Postgres VACUUM FULL vs pg_repack: Reclaiming Disk Space Without Downtime

VACUUM FULL is the textbook way to reclaim disk space in Postgres. It also takes an ACCESS EXCLUSIVE lock for the duration of the rewrite, which makes it unusable in production. pg_repack is the workaround everyone eventually finds.

Every long-running Postgres database eventually needs to reclaim disk space. The mechanism that produces the bloat is well understood: MVCC keeps old row versions visible until vacuum cleans them up, autovacuum keeps the bloat bounded under normal loads, and the table file grows when the bloat exceeds what autovacuum can keep up with. The discipline of monitoring dead tuple ratios catches the problem early. But once a table has gigabytes of bloat that autovacuum is no longer reclaiming, the question is what to do about it.

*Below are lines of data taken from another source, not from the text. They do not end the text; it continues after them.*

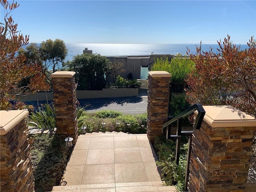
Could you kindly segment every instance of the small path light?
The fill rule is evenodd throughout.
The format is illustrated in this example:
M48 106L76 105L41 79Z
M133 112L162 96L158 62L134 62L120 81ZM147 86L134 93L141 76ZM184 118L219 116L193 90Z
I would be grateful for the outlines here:
M72 141L73 140L73 138L72 137L68 137L65 139L65 142L66 142L66 147L71 147L73 145L72 144Z
M105 127L105 125L106 125L106 123L103 122L102 123L101 123L101 124L102 125L102 128L104 128Z
M86 133L86 129L87 127L86 126L84 126L83 127L82 127L81 128L81 129L82 130L82 132L83 134L85 134Z

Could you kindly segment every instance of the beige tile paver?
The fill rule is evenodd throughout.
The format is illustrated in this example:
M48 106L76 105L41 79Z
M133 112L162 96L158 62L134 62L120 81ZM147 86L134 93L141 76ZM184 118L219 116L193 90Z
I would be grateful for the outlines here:
M148 181L143 163L115 164L116 183Z
M148 181L161 181L161 171L155 162L144 162L144 166Z
M113 164L114 151L114 148L89 149L85 164Z
M140 150L143 162L155 162L157 160L157 157L153 148L140 147Z
M115 163L142 162L139 148L115 149Z
M60 185L80 185L84 174L84 165L67 166L64 178Z
M115 182L114 164L86 165L82 185Z
M139 147L136 136L114 136L115 148Z
M88 152L88 149L73 150L67 165L84 165Z
M143 134L144 135L144 134ZM137 140L140 147L152 147L151 144L148 140L148 137L146 135L138 135L136 134Z
M109 148L114 148L114 137L91 137L89 149Z
M80 135L61 184L79 185L79 191L165 190L158 188L162 184L156 160L146 134Z
M77 139L76 143L76 148L75 150L78 149L88 149L89 148L89 144L91 140L90 137L80 137Z

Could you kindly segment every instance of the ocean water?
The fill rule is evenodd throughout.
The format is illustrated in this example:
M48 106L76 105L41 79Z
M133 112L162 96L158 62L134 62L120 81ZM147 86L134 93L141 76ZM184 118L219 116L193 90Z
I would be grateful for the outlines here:
M186 54L187 48L190 53L196 53L196 46L198 44L66 44L68 50L65 61L71 60L74 56L83 53L85 48L92 50L93 53L104 56L121 56L148 55L151 54L171 54L180 53ZM218 44L206 44L202 43L202 51L208 51L210 47L217 53ZM241 45L241 49L248 48L248 46Z
M92 50L93 53L100 54L103 56L124 56L149 55L151 54L170 54L176 55L180 53L185 55L187 48L190 52L196 53L196 46L198 44L66 44L68 54L64 61L71 61L74 56L83 53L84 48ZM40 44L38 44L39 46ZM241 44L241 49L248 48L246 44ZM24 46L25 48L26 46ZM218 53L217 44L202 44L202 51L208 51L210 47L216 53Z

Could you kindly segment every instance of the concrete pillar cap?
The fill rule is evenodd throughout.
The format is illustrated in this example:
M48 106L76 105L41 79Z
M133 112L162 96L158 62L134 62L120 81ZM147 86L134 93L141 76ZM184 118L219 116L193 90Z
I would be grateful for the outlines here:
M0 135L5 135L28 114L26 110L0 111Z
M204 120L212 128L256 127L256 119L230 106L203 106ZM195 112L197 114L198 112Z
M50 76L52 78L65 77L71 78L76 74L74 71L56 71L52 74Z
M150 71L148 74L152 77L171 77L172 74L164 71Z

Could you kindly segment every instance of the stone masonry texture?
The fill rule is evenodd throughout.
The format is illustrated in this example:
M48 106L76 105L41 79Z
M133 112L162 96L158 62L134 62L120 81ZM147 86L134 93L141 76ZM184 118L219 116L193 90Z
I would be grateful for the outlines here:
M52 78L54 105L56 112L56 133L66 133L74 138L78 137L77 100L74 78Z
M147 131L148 139L153 142L156 136L163 134L163 125L167 121L170 82L170 77L149 76Z
M32 192L34 176L24 118L0 136L0 191Z
M204 121L194 131L188 191L244 192L256 130L213 128Z

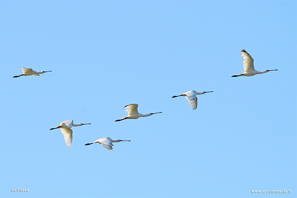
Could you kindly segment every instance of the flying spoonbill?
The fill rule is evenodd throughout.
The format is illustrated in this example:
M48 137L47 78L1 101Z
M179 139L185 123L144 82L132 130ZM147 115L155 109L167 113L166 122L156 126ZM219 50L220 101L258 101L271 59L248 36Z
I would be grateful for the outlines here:
M188 92L186 92L184 94L181 94L178 96L173 96L172 98L178 97L179 96L185 96L186 98L189 101L190 103L190 105L191 107L192 107L193 110L196 110L197 108L197 105L198 104L197 97L196 97L196 95L201 95L202 94L204 94L206 93L209 92L213 92L213 91L211 92L197 92L196 91L193 90L190 91Z
M72 144L72 130L71 128L72 127L78 127L85 124L91 124L91 123L74 124L73 124L73 120L69 120L61 122L60 126L58 126L56 128L52 128L50 130L60 128L63 135L64 135L66 144L67 146L70 147Z
M124 117L120 120L116 120L115 122L125 120L126 119L137 119L141 117L148 117L152 114L155 114L156 113L162 113L161 112L158 112L157 113L149 113L146 115L143 115L141 113L139 113L137 110L138 107L138 104L131 104L125 106L124 108L127 108L125 111L128 111L128 116Z
M32 69L28 68L28 67L23 67L22 68L22 70L23 70L23 73L22 74L19 75L18 76L14 76L12 78L17 78L17 77L19 77L20 76L30 76L31 75L34 75L34 76L39 76L39 74L43 74L44 73L49 72L50 71L43 71L38 72L33 70Z
M243 56L243 59L244 60L244 69L245 69L245 72L239 75L235 75L231 76L232 77L237 77L242 76L252 76L256 74L263 74L270 71L277 71L277 69L272 69L272 70L267 70L266 69L263 71L257 71L254 67L253 59L252 59L250 55L249 55L245 50L242 50L240 53Z
M127 141L127 142L131 142L131 140L112 140L110 138L106 137L106 138L100 138L96 140L93 143L88 143L86 144L85 146L88 146L90 145L92 145L94 143L99 143L101 145L103 146L104 148L106 148L109 150L112 150L112 146L114 146L112 144L113 142L120 142L123 141Z

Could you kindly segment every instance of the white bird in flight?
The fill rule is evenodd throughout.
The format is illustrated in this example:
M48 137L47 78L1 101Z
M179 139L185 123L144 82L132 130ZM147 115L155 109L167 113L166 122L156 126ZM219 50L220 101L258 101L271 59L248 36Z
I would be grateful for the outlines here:
M181 94L179 96L173 96L172 98L178 97L179 96L184 96L186 97L186 98L189 101L190 103L190 105L191 107L192 107L193 110L196 110L197 108L197 105L198 104L197 97L196 97L196 95L201 95L201 94L204 94L206 93L209 92L213 92L213 91L211 92L197 92L196 91L193 90L190 91L188 92L186 92L184 94Z
M127 108L125 111L128 111L128 116L124 117L120 120L116 120L115 122L123 120L126 119L137 119L141 117L148 117L152 114L155 114L156 113L162 113L161 112L158 112L157 113L149 113L146 115L143 115L138 112L138 110L137 110L138 107L138 104L131 104L125 106L124 108Z
M91 124L91 123L74 124L73 124L73 120L69 120L61 122L60 126L58 126L56 128L52 128L50 130L60 128L62 133L64 135L66 144L67 146L70 147L72 144L72 130L71 128L72 127L78 127L85 124Z
M49 72L51 71L41 71L41 72L37 72L36 71L33 70L32 69L28 68L28 67L23 67L22 68L23 70L23 73L18 76L14 76L12 78L17 78L21 76L30 76L31 75L34 75L36 76L40 76L39 74L43 74L46 72Z
M112 150L112 146L114 146L112 144L113 142L123 142L123 141L131 142L131 140L113 140L110 138L107 137L107 138L100 138L99 139L96 140L95 142L94 142L93 143L86 144L85 145L85 146L92 145L92 144L94 144L94 143L99 143L99 144L102 145L103 146L103 147L104 147L104 148L106 148L107 149L108 149L109 150Z
M257 71L254 67L253 59L252 59L250 55L249 55L245 50L242 50L240 53L242 56L243 56L243 59L244 60L244 69L245 69L245 72L239 75L235 75L231 76L232 77L237 77L242 76L252 76L256 74L263 74L270 71L277 71L277 69L273 69L272 70L266 70L263 71Z

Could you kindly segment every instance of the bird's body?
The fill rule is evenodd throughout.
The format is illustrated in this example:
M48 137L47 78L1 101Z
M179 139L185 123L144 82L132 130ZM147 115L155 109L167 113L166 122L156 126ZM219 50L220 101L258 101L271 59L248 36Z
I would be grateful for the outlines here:
M32 69L28 68L28 67L23 67L22 68L22 70L23 70L23 73L18 76L14 76L13 78L17 78L22 76L31 76L32 75L34 75L35 76L40 76L39 74L43 74L46 72L49 72L51 71L41 71L37 72L33 70Z
M123 142L123 141L131 142L131 140L113 140L110 138L108 138L108 137L102 138L100 138L99 139L96 140L95 142L94 142L93 143L86 144L85 145L85 146L90 145L92 145L92 144L94 144L94 143L99 143L99 144L102 145L104 148L106 148L109 150L113 150L112 146L114 146L112 144L113 142Z
M52 128L50 130L51 130L58 128L61 129L61 132L64 136L66 144L68 147L70 147L72 144L72 130L71 129L71 127L78 127L85 124L91 124L91 123L74 124L73 124L73 120L69 120L61 122L60 126L58 126L56 128Z
M191 105L191 107L192 107L192 109L193 110L196 110L197 108L197 105L198 105L198 99L197 99L197 97L196 97L196 95L201 95L209 92L213 92L213 91L197 92L196 91L193 90L186 92L180 95L173 96L172 98L178 97L179 96L185 97L188 101L189 101L190 105Z
M124 107L124 108L126 108L127 109L125 111L128 111L128 116L124 117L120 120L115 120L115 122L125 120L126 119L137 119L141 117L148 117L156 113L162 113L161 112L158 112L157 113L149 113L146 115L142 114L138 112L138 110L137 110L138 104L131 104Z
M232 77L237 77L238 76L252 76L256 74L267 73L270 71L277 70L277 69L273 69L271 70L266 70L263 71L257 71L254 67L253 59L251 57L250 55L249 55L245 50L241 50L241 54L243 56L245 72L239 75L235 75L232 76Z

The textbook answer is VACUUM FULL. The textbook also notes that VACUUM FULL takes an ACCESS EXCLUSIVE lock on the table for the duration of the operation, which on a production table can mean hours of unavailability. We have not yet hit this problem at the scale of DocuMint, CronPing, FlagBit, or WebhookVault because SQLite handles the current load, but the right approach is well established and worth writing down before it becomes urgent.

Why bloat happens

Postgres uses MVCC for concurrency control. An UPDATE does not modify the row in place; it inserts a new tuple and marks the old one as obsolete. A DELETE marks a tuple as obsolete without removing it. The obsolete tuples are visible to transactions that started before the change and become invisible when no transaction can possibly see them. Vacuum reclaims the space they occupy and either returns it to the operating system (if it is at the end of the file) or makes it available for new tuples (if it is in the middle).

The bloat accumulates when vacuum cannot keep up with the rate of obsolete-tuple production, which happens under three patterns. High update rates on hot rows produce per-row bloat that scales with update count. Long-running transactions hold the visibility horizon back so that vacuum cannot remove tuples newer than the transaction start, which can grow the bloat by orders of magnitude during the long transaction. And bulk DELETE or UPDATE operations produce a sudden spike of bloat that autovacuum will eventually address but slowly.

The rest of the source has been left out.